In her autobiography Whatever Happened to Peggy Sue? ©2008, Peggy Sue Gerron– the inspiration for the Buddy Holly song “Peggy Sue“– writes of the reverse-discrimination The Crickets endured during their first tour in 1957:
Jerry had told me about some of the problems the four Crickets had encountered on the tour. There was no set show. Acts came and went depending on their availability and the location. On this particular leg of the tour, The Crickets was the only white band riding the bus, which meant that Jerry, Buddy, Joe B., and Niki Sullivan had to become part of the black entertainers’ world.

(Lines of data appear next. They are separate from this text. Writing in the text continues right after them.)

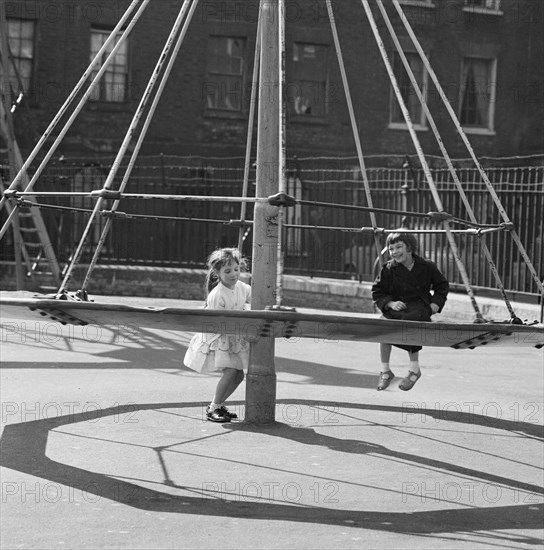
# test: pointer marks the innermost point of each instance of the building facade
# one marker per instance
(487, 54)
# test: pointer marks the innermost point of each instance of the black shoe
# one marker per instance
(408, 382)
(216, 415)
(227, 413)
(385, 379)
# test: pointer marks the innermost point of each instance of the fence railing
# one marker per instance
(178, 233)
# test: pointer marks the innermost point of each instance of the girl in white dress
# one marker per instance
(228, 354)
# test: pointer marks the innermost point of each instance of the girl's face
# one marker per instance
(400, 252)
(229, 274)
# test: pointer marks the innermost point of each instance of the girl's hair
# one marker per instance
(216, 260)
(399, 237)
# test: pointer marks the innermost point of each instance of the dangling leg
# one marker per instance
(414, 372)
(414, 361)
(215, 412)
(386, 374)
(230, 380)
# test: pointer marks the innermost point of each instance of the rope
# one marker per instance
(470, 150)
(273, 199)
(124, 146)
(353, 124)
(380, 230)
(445, 155)
(282, 186)
(77, 109)
(256, 59)
(423, 161)
(175, 30)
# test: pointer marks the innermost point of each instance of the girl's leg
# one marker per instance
(386, 374)
(385, 356)
(237, 380)
(230, 380)
(414, 361)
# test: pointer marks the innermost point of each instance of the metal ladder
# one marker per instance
(37, 267)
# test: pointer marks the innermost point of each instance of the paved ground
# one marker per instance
(104, 446)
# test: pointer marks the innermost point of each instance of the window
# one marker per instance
(21, 34)
(307, 94)
(407, 91)
(113, 84)
(478, 93)
(226, 65)
(494, 5)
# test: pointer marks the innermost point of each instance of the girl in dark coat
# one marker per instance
(411, 288)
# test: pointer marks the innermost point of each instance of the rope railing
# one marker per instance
(278, 199)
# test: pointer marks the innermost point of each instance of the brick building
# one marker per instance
(488, 55)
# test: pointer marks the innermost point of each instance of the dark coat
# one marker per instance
(423, 283)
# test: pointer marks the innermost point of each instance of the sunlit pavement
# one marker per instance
(105, 445)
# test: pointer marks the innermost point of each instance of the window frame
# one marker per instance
(14, 67)
(102, 87)
(491, 85)
(422, 123)
(325, 84)
(471, 7)
(218, 109)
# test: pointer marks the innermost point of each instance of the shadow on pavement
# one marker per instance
(23, 449)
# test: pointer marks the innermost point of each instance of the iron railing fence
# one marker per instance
(174, 235)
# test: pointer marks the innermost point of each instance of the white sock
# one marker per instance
(414, 366)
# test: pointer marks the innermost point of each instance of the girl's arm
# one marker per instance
(440, 287)
(381, 289)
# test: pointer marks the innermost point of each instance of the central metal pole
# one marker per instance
(261, 378)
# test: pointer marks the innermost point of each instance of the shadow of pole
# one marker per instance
(23, 449)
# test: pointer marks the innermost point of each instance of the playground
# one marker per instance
(105, 445)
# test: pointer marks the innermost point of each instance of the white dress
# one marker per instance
(209, 353)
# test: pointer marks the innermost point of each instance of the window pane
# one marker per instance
(307, 92)
(226, 64)
(21, 44)
(487, 4)
(407, 91)
(477, 91)
(113, 84)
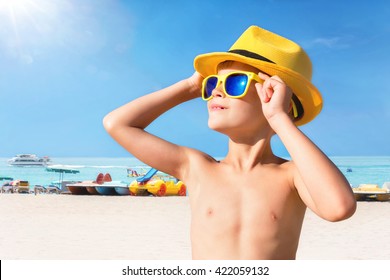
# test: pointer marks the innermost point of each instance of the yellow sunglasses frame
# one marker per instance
(222, 79)
(251, 76)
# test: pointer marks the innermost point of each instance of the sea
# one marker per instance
(358, 170)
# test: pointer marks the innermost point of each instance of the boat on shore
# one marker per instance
(28, 160)
(367, 192)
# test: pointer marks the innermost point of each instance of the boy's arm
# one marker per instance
(127, 123)
(321, 185)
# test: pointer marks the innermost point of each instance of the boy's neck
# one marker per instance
(244, 154)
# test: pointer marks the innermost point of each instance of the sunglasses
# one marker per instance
(235, 84)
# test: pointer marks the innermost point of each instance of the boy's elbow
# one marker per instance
(108, 123)
(344, 210)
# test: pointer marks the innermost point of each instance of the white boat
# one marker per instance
(29, 160)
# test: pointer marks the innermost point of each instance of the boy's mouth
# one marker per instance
(216, 107)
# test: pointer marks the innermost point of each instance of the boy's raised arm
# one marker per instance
(319, 182)
(126, 125)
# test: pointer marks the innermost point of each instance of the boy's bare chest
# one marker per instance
(235, 200)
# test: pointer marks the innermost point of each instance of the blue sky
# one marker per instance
(64, 64)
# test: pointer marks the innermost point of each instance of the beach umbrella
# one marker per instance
(62, 170)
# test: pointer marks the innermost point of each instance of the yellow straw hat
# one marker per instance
(273, 55)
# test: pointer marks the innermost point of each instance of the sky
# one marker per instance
(65, 64)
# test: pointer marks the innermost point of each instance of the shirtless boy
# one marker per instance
(251, 204)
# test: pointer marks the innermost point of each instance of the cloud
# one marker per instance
(330, 42)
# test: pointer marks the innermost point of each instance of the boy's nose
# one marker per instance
(218, 91)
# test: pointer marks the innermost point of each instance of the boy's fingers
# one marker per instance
(263, 76)
(261, 92)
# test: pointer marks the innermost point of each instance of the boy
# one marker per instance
(251, 204)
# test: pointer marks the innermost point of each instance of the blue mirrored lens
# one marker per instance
(211, 83)
(236, 84)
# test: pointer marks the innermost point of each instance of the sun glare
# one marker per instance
(13, 5)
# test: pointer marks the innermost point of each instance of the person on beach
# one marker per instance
(251, 204)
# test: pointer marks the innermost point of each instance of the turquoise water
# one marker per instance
(365, 170)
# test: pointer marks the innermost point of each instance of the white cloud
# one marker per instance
(330, 42)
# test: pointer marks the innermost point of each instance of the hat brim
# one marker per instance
(307, 93)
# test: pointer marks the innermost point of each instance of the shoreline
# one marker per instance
(68, 227)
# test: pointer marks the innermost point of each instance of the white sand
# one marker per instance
(124, 227)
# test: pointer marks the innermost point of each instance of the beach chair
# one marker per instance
(53, 189)
(38, 189)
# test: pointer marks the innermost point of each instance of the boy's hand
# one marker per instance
(275, 97)
(195, 82)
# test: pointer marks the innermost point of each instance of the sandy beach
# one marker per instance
(69, 227)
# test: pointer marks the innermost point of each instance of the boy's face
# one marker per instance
(230, 116)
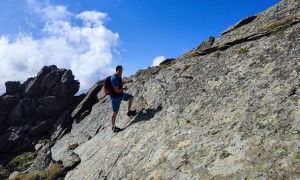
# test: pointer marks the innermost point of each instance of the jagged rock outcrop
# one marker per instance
(228, 109)
(229, 113)
(31, 111)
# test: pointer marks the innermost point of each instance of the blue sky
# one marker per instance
(92, 37)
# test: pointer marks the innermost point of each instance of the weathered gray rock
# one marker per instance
(70, 160)
(42, 160)
(89, 100)
(12, 87)
(4, 173)
(10, 100)
(230, 114)
(31, 110)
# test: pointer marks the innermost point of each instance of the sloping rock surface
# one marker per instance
(230, 114)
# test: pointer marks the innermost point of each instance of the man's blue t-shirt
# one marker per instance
(114, 81)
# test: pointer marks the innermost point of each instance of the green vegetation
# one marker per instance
(24, 160)
(185, 67)
(216, 54)
(54, 171)
(73, 146)
(242, 51)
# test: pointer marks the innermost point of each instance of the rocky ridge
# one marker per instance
(229, 109)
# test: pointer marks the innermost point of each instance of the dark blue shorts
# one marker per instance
(116, 102)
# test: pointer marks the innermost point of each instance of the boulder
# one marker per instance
(42, 160)
(89, 100)
(12, 87)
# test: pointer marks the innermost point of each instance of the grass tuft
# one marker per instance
(72, 146)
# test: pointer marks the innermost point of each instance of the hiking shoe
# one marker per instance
(131, 113)
(116, 129)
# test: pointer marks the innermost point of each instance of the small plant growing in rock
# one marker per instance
(243, 51)
(72, 146)
(54, 171)
(185, 67)
(216, 54)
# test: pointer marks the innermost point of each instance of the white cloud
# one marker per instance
(85, 49)
(158, 60)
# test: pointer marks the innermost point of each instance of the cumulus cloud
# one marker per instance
(85, 48)
(158, 60)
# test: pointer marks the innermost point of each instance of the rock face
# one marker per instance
(230, 111)
(31, 111)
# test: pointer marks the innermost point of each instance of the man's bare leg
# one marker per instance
(113, 119)
(130, 103)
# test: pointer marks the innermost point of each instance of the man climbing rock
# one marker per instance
(117, 95)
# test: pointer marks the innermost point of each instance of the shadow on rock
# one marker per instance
(145, 115)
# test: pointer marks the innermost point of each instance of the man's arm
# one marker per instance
(118, 90)
(129, 81)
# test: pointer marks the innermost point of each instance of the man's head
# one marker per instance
(119, 70)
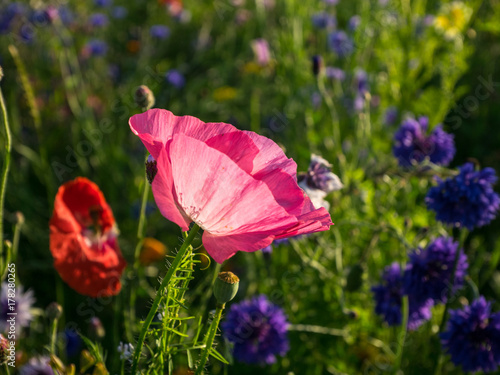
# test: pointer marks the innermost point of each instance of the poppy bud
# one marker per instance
(152, 251)
(96, 328)
(226, 286)
(144, 97)
(317, 64)
(53, 311)
(151, 169)
(87, 360)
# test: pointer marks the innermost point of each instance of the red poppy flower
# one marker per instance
(83, 240)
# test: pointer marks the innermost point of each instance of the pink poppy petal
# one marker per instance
(162, 187)
(270, 157)
(285, 190)
(218, 195)
(156, 127)
(238, 146)
(221, 248)
(310, 222)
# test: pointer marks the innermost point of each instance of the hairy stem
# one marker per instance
(210, 338)
(156, 302)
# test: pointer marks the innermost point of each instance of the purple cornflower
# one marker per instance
(159, 31)
(318, 181)
(22, 307)
(391, 115)
(354, 22)
(428, 274)
(361, 81)
(341, 43)
(37, 366)
(334, 73)
(472, 337)
(261, 50)
(175, 78)
(466, 200)
(268, 249)
(258, 329)
(98, 20)
(412, 144)
(319, 175)
(323, 20)
(103, 3)
(119, 12)
(65, 15)
(389, 298)
(95, 47)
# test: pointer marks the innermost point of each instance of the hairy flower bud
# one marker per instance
(144, 97)
(96, 329)
(53, 311)
(226, 286)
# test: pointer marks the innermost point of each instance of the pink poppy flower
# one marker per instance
(238, 186)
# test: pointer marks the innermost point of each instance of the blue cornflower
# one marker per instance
(413, 144)
(96, 47)
(391, 115)
(159, 31)
(323, 20)
(467, 200)
(389, 298)
(175, 78)
(119, 12)
(472, 337)
(103, 3)
(354, 22)
(98, 20)
(428, 274)
(319, 175)
(361, 81)
(22, 307)
(341, 43)
(334, 73)
(258, 329)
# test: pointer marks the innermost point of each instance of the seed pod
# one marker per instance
(144, 97)
(225, 287)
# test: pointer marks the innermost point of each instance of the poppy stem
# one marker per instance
(152, 312)
(210, 338)
(6, 164)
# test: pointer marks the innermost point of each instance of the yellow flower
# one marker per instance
(453, 19)
(152, 251)
(225, 93)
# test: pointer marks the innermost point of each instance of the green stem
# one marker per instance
(402, 336)
(210, 338)
(156, 302)
(6, 164)
(53, 336)
(137, 252)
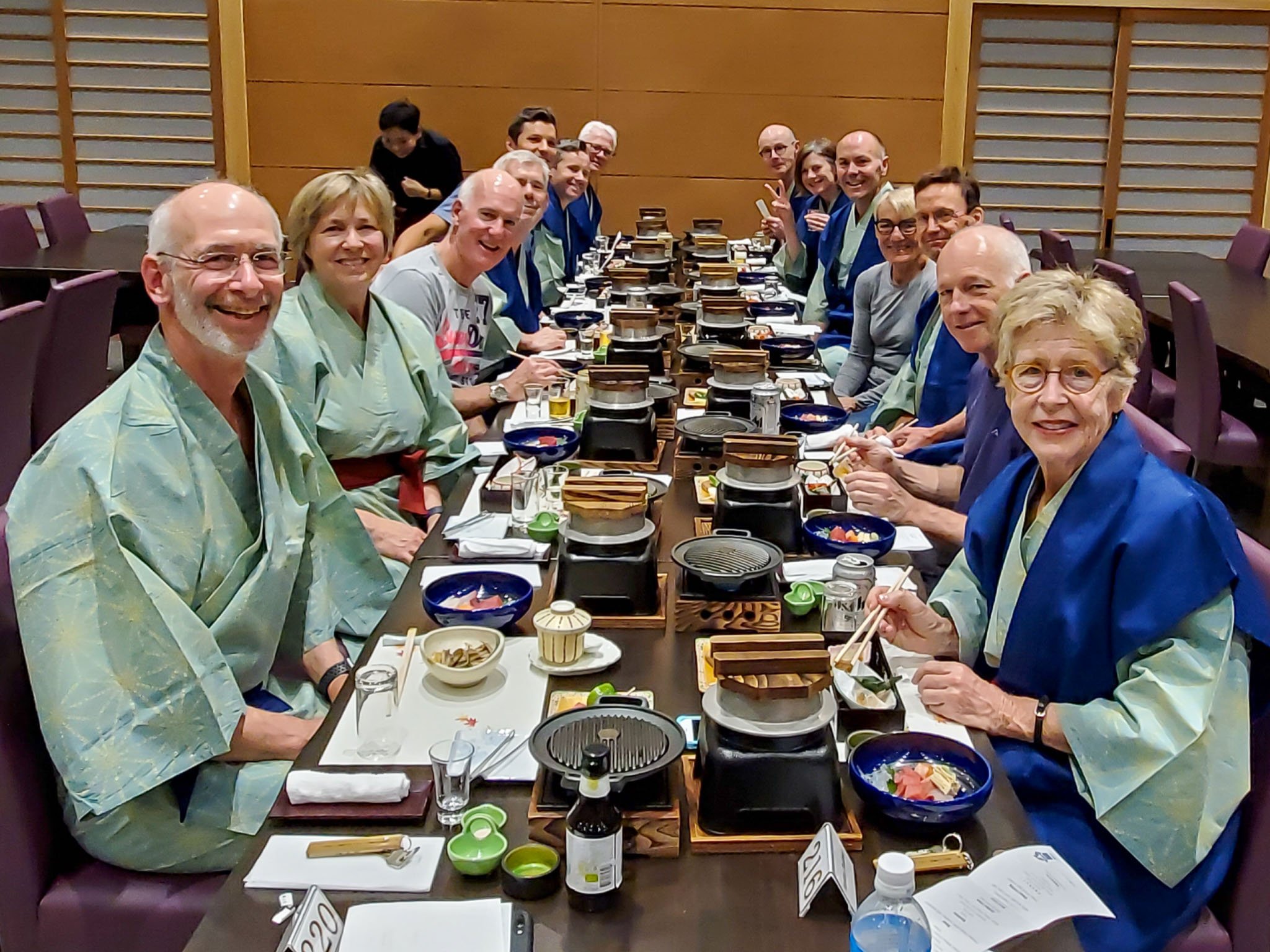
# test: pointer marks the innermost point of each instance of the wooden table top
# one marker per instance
(115, 249)
(694, 903)
(1238, 302)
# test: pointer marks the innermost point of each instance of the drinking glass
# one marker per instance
(534, 402)
(523, 499)
(380, 729)
(451, 778)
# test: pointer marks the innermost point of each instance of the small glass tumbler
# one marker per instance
(380, 729)
(523, 498)
(535, 402)
(451, 778)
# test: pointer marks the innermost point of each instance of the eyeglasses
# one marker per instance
(907, 227)
(263, 262)
(1076, 379)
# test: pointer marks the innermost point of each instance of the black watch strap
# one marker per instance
(335, 671)
(1039, 729)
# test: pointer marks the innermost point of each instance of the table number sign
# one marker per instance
(315, 927)
(825, 858)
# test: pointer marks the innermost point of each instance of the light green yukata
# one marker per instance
(904, 395)
(158, 578)
(1165, 762)
(817, 309)
(368, 392)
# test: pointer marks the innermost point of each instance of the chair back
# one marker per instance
(1250, 249)
(1198, 412)
(31, 827)
(64, 219)
(1127, 280)
(1158, 441)
(1055, 250)
(73, 361)
(22, 332)
(17, 234)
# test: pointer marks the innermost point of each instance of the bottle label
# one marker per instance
(593, 865)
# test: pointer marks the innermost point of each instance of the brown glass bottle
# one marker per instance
(593, 838)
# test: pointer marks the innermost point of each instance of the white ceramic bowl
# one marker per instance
(458, 637)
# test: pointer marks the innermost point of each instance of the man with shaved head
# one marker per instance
(849, 245)
(977, 267)
(445, 286)
(182, 558)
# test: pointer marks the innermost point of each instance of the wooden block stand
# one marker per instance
(703, 842)
(653, 833)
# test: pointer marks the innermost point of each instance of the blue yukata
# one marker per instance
(1128, 602)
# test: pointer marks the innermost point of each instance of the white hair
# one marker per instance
(522, 156)
(597, 126)
(159, 232)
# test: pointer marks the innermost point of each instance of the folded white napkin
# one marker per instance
(319, 787)
(502, 549)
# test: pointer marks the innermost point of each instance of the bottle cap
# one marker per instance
(895, 875)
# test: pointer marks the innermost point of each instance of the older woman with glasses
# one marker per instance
(1098, 625)
(363, 369)
(887, 300)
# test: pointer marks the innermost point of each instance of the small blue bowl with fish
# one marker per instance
(487, 598)
(920, 778)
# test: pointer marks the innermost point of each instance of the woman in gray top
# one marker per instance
(887, 300)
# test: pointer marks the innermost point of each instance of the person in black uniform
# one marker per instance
(420, 167)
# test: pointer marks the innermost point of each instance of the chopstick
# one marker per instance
(518, 356)
(870, 621)
(407, 655)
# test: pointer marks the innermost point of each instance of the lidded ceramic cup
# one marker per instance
(562, 628)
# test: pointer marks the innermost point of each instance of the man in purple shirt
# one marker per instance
(977, 267)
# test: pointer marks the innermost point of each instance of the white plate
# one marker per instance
(597, 654)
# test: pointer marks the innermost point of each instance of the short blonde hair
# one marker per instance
(1090, 305)
(331, 190)
(901, 201)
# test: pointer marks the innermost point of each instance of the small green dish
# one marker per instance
(495, 814)
(479, 848)
(544, 527)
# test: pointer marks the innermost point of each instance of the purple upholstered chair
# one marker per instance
(22, 330)
(1213, 436)
(1155, 391)
(1055, 250)
(17, 234)
(64, 219)
(1158, 441)
(55, 897)
(74, 357)
(1250, 249)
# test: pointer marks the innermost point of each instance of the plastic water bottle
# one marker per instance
(890, 920)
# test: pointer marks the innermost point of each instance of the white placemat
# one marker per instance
(282, 865)
(510, 697)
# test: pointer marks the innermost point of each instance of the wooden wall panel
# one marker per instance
(687, 83)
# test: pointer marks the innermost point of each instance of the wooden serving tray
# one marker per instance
(703, 842)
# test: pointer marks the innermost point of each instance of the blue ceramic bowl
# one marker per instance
(760, 310)
(511, 587)
(521, 442)
(830, 418)
(575, 319)
(788, 348)
(817, 524)
(889, 748)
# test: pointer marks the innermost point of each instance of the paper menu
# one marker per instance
(471, 926)
(1014, 892)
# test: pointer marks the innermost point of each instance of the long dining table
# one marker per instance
(694, 903)
(1238, 302)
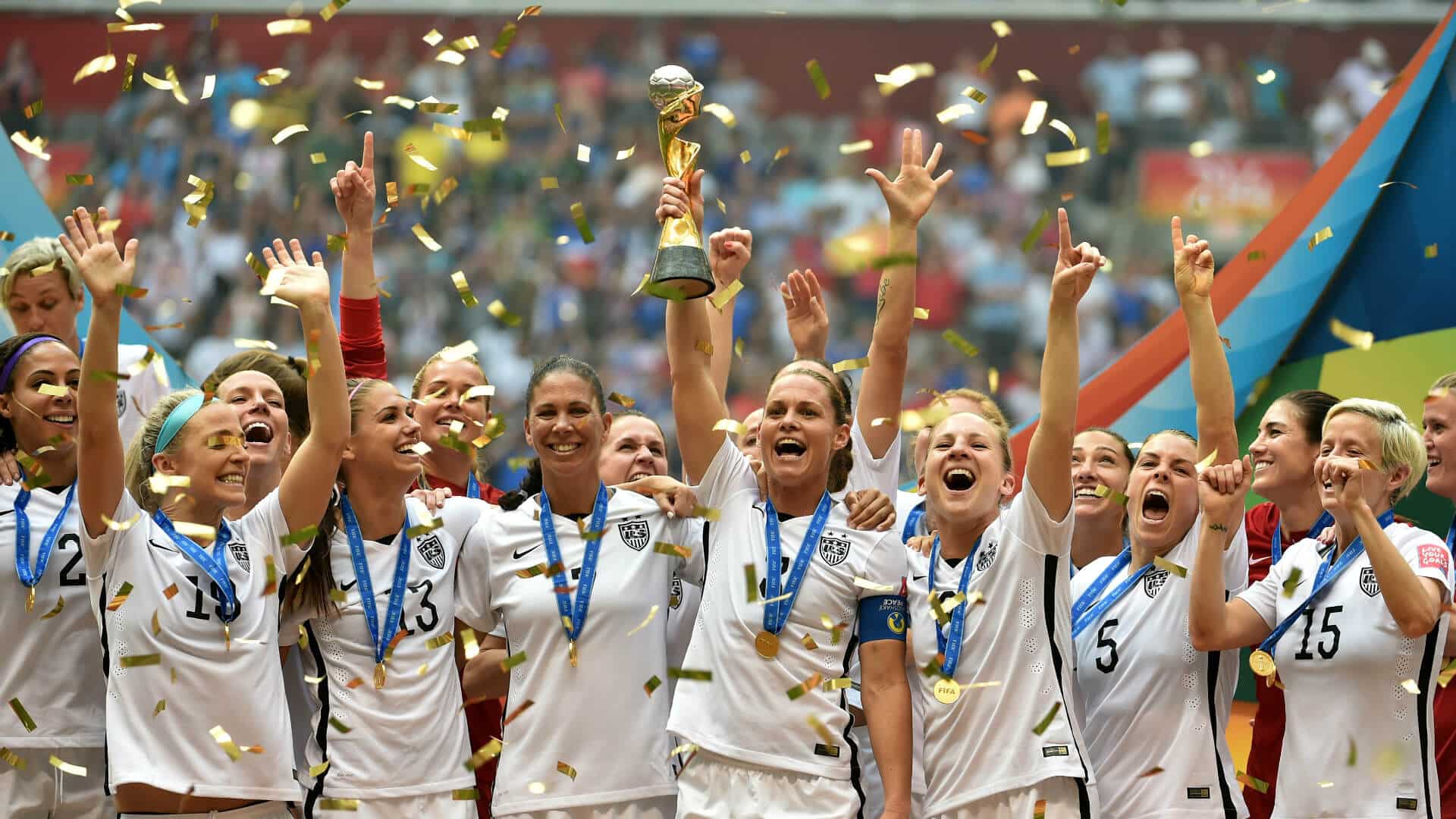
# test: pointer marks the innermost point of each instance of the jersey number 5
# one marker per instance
(1327, 627)
(1106, 665)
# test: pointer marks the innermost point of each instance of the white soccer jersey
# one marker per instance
(1345, 667)
(162, 711)
(595, 717)
(1018, 648)
(408, 738)
(745, 713)
(53, 661)
(137, 395)
(1149, 700)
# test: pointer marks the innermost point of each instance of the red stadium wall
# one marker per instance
(775, 50)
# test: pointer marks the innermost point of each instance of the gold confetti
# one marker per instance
(1065, 158)
(1046, 722)
(1357, 338)
(425, 238)
(817, 77)
(278, 28)
(95, 66)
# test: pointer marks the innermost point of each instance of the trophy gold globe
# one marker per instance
(680, 270)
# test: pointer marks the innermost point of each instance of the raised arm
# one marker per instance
(1207, 366)
(1052, 442)
(909, 199)
(362, 334)
(1216, 623)
(305, 488)
(101, 452)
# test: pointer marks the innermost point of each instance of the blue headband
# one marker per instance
(178, 419)
(15, 357)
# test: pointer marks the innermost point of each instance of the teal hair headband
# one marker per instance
(178, 419)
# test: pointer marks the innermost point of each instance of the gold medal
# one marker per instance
(1261, 662)
(767, 645)
(946, 691)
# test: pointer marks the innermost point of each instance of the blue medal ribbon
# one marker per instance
(1088, 608)
(949, 645)
(1324, 577)
(912, 522)
(397, 592)
(22, 537)
(1277, 541)
(213, 564)
(777, 614)
(574, 618)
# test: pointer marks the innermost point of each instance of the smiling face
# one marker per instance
(1440, 445)
(634, 449)
(1098, 460)
(42, 303)
(1283, 460)
(799, 433)
(383, 436)
(209, 450)
(1164, 490)
(259, 407)
(36, 417)
(443, 391)
(565, 426)
(965, 472)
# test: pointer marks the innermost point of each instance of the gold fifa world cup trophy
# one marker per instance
(680, 268)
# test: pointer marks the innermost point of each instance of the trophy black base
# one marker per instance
(680, 271)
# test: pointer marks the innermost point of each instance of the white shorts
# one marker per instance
(261, 811)
(422, 806)
(1065, 798)
(654, 808)
(715, 787)
(42, 792)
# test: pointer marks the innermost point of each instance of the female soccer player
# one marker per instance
(1100, 458)
(1001, 752)
(194, 710)
(383, 570)
(1354, 632)
(52, 664)
(1138, 673)
(1283, 460)
(577, 576)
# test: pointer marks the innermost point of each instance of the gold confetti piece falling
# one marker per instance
(813, 67)
(95, 66)
(579, 215)
(1166, 564)
(1065, 158)
(1046, 722)
(1357, 338)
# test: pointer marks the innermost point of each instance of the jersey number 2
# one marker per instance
(1106, 665)
(1324, 629)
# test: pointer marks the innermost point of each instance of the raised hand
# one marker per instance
(682, 197)
(805, 314)
(913, 191)
(95, 254)
(728, 253)
(293, 279)
(354, 190)
(1076, 265)
(1193, 264)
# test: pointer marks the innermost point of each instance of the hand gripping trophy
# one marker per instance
(682, 265)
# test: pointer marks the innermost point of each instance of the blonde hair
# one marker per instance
(1400, 441)
(145, 447)
(39, 253)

A busload of blacks couldn’t stop in a white neighborhood to eat at a white restaurant or stay at a white hotel, and the black part of town hadn’t treated the white Crickets much better. Restaurants had refused to seat them, and hotels had refused to allow them to spend the night. If they could, they’d catch a ride to the white side of town, but if they couldn’t, they had to sleep on the bus and rely on their fellow musicians to bring them food. Sometimes, the black headliners had pretended The Crickets were their white valets just to get them into a hotel.
They were touring with acts like Fats Domino and Chuck Berry, so I imagine the learning experience of being with those two greats more than compensated for the inconveniences of their life on the road.
I’d love to know what Domino and Berry thought of the situation. Did they enjoy seeing the tables turned? Or did it just hurt in a new way?